In Bergisch Gladbach zogen am Mittwochmorgen etwa 80 Schüler durch die Innenstadt und protestierten mit Plakaten für eine bessere Bildung.

Die etwa 80 Schülerinnen und Schüler fordern bei ihrer Kundgebung in Bergisch Gladbach kleinere Klassen, mehr Personal und Mitbestimmung. 

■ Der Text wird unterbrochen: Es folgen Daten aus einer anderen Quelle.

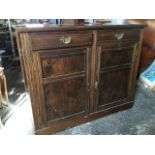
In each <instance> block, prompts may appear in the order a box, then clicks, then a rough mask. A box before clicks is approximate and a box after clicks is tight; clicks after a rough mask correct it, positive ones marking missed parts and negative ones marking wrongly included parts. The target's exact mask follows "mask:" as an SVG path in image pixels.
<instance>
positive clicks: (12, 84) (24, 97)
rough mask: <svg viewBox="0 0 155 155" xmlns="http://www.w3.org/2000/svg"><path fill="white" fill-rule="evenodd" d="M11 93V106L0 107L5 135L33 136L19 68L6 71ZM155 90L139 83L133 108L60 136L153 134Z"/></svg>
mask: <svg viewBox="0 0 155 155" xmlns="http://www.w3.org/2000/svg"><path fill="white" fill-rule="evenodd" d="M6 75H7V81H8V88H9V94H10V107H6V106H5V110H4V111H2V110H0V116H1V118H2V122H3V124H4V126H3V128H2V129H1V130H0V134H3V135H5V134H6V135H8V134H11V135H15V134H17V135H33V134H34V125H33V119H32V111H31V105H30V103H29V102H28V100H27V98H26V93H25V91H24V81H23V79H22V75H21V70H20V67H19V66H18V67H17V66H16V67H11V68H10V69H8V70H7V71H6ZM154 134H155V92H152V91H150V90H149V89H147V88H145V87H143V86H142V85H141V83H140V82H137V90H136V96H135V104H134V106H133V107H132V108H130V109H127V110H124V111H121V112H117V113H114V114H111V115H109V116H106V117H103V118H100V119H97V120H95V121H92V122H88V123H85V124H83V125H79V126H76V127H73V128H70V129H67V130H64V131H62V132H58V133H57V135H154Z"/></svg>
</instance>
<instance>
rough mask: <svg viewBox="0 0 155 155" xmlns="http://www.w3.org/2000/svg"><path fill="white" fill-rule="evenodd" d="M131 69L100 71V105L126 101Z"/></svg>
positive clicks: (99, 105) (98, 103)
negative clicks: (110, 70)
mask: <svg viewBox="0 0 155 155" xmlns="http://www.w3.org/2000/svg"><path fill="white" fill-rule="evenodd" d="M129 71H130V70H129V69H120V70H114V71H108V72H103V73H100V82H99V83H100V84H99V93H98V95H99V100H98V101H99V102H98V107H99V108H100V107H103V106H105V107H107V106H108V105H110V104H112V103H120V101H122V102H125V101H126V98H127V90H128V82H129V81H128V80H129V73H130V72H129Z"/></svg>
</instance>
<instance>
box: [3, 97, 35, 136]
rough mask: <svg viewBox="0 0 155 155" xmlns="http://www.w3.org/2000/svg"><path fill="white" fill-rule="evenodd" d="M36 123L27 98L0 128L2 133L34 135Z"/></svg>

Für bessere Bildungsbedingungen sind Schülerinnen und Schüler am Mittwoch im Rahmen der landesweiten Proteste auch in Bergisch Gladbach auf die Straße gegangen. „Wir brauchen eine radikale Änderung. Das Schulsystem ist in einem katastrophalen Zustand“, ruft Senem Roos, Bezirksschülervertretung Rheinisch-Bergischer Kreis (BSV), energisch den rund 80 Demonstranten zu, bevor der Marsch durch die Innenstadt losziehen soll. „Wir brauchen kleinere Klassen, mehr Personal und Mitbestimmung.“

Als Bühne dient die Treppe der leerstehenden Rheinberg-Passage am S-Bahnhof. Die meisten der Bildungsprotestler sind Schülerinnen und Schüler aus dem Stadtgebiet, darunter sind nur sehr wenige Eltern und nur ein einziger Lehrer. Im Kern fordert die Landesschülerschaft ein Sondervermögen in Höhe von zehn Milliarden Euro, um die dringend notwendige Sanierung für Schulen und den Lehrermangel zu finanzieren.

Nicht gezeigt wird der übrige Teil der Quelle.